Configuration (please complete the following information):
- OS: Windows 10 + WLS2
- yarp version: 3.4.5 (installed with robotology-superbuild)
- compiler: GNU Make 4.2.1
Additional context
While I was providing a solution for the following assignments:
I was trying to debug the application using the yInfo
functions to inspect the coverage of my code. Putting the yInfo
calls before and after some instructions or code blocks, and looking at yarplogger
, it seemed that some code blocks were never executed. However, after I had tried to run the code using only the console, I realized that the yarplogger
was not showing all the information as it should have done.
As suggested by @pattacini and @traversaro, we did the test also in the configuration where we employ the yarprun
as a broker in place of the localhost.
In this case, the results seem better (less traces missed), but the problem persists as the delay time decreases. I also noticed the yWarning
and yError
seem more rugged and reliable than the yInfo
; maybe, this is due to a possible priority mechanism, I suppose.
I suppose this might be caused by the fact that the logger is using a BufferedPort...
https://github.com/robotology/yarp/blob/97723811b5e89806feed21a9892cc19242f27251/src/libYARP_logger/src/yarp/logger/YarpLogger.h#L220
CC @randaz81
I suppose this might be caused by the fact that the logger is using a BufferedPort...
I was thinking the same, but this buffered port is configured as strict (on read):
https://github.com/robotology/yarp/blob/efc07a766fe70a293e391a4f95411bd564a2c4d8/src/libYARP_logger/src/yarp/logger/YarpLogger.cpp#L521
So perhaps the forwarding port (on write) is to be blamed, not the yarplogger's one. The log forwarder enables background writes:
https://github.com/robotology/yarp/blob/efc07a766fe70a293e391a4f95411bd564a2c4d8/src/libYARP_os/src/yarp/os/impl/LogForwarder.cpp#L43
According to the following inline doc, it does not wait for writes to complete immediately (false
), hence I think some of them may be lost in the process:
https://github.com/robotology/yarp/blob/5313b2defd8be7237567ea56eca8dde93dfc8121/src/libYARP_os/src/yarp/os/impl/PortCore.h#L542
Any comment on this @randaz81 ?
I believe that @PeterBowman is right, the problem is probably this static bottle:
https://github.com/robotology/yarp/blob/efc07a766fe70a293e391a4f95411bd564a2c4d8/src/libYARP_os/src/yarp/os/impl/LogForwarder.cpp#L49-L59
When the forward
method is called twice, the Bottle::clear()

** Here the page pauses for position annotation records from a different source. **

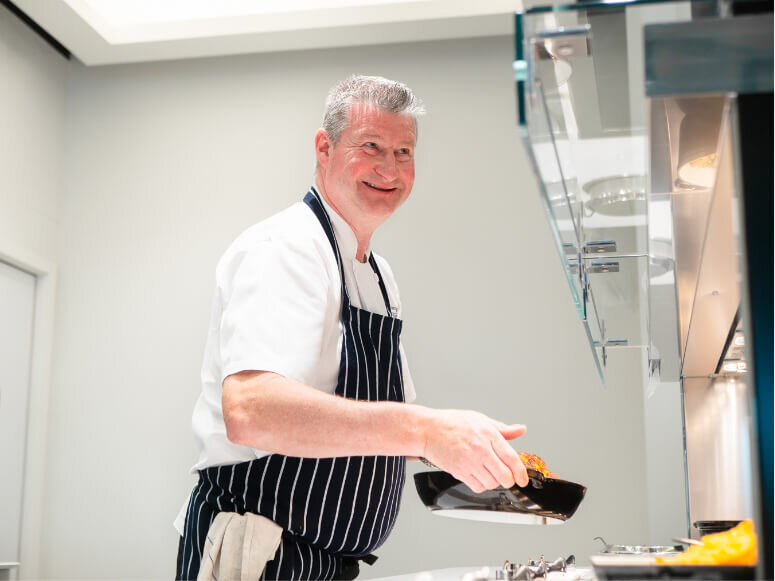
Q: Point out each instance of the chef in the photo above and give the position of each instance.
(304, 423)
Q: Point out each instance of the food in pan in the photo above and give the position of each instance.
(536, 463)
(737, 546)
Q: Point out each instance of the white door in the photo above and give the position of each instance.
(17, 301)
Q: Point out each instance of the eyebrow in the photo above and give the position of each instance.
(375, 136)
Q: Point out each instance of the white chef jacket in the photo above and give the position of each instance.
(277, 307)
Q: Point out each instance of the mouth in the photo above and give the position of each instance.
(379, 189)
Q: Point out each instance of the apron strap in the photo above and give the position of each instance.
(382, 288)
(312, 199)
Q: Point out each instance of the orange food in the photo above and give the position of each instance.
(536, 463)
(737, 546)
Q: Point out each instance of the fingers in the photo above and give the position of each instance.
(500, 473)
(510, 431)
(510, 458)
(474, 484)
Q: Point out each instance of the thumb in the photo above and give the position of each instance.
(511, 431)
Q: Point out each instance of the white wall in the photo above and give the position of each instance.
(32, 112)
(31, 133)
(165, 163)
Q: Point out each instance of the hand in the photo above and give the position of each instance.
(474, 448)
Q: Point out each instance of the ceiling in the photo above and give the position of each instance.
(101, 32)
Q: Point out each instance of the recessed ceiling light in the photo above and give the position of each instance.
(118, 13)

method could be called before the message is sent, therefore, if I understand correctly, the empty bottle contains no data and, when serialized as binary (not as string), nothing is sent (which is probably a different bug to be further investigated.
I opened #2667 which fixes the issue for me (at least according to @sgiraz very useful check_log_file.sh
script). Does anyone else want to try it before I merge it?
if I understand correctly, the empty bottle contains no data and, when serialized as binary (not as string), nothing is sent (which is probably a different bug to be further investigated.
Just for reference, I was wrong on this, empty Bottles are sent correctly both in binary and text form
Hi guys! I hope you are well 🙂
I'm reaching you because I would like to know if you have found any solution to this logging issue. If yes, please, could provide a brief description about how you solved it?
Thanks! 🙏🏻
Nope, sorry. You can try #2667 that fixes the issue, but blocks the sender thread when there are too many messages, and it is therefore dangerous, hence it cannot be merged in YARP (at least for now). I don't see a solution, unless we implement a "background strict" mode in the port, that makes the buffer bigger when there are messages in queue.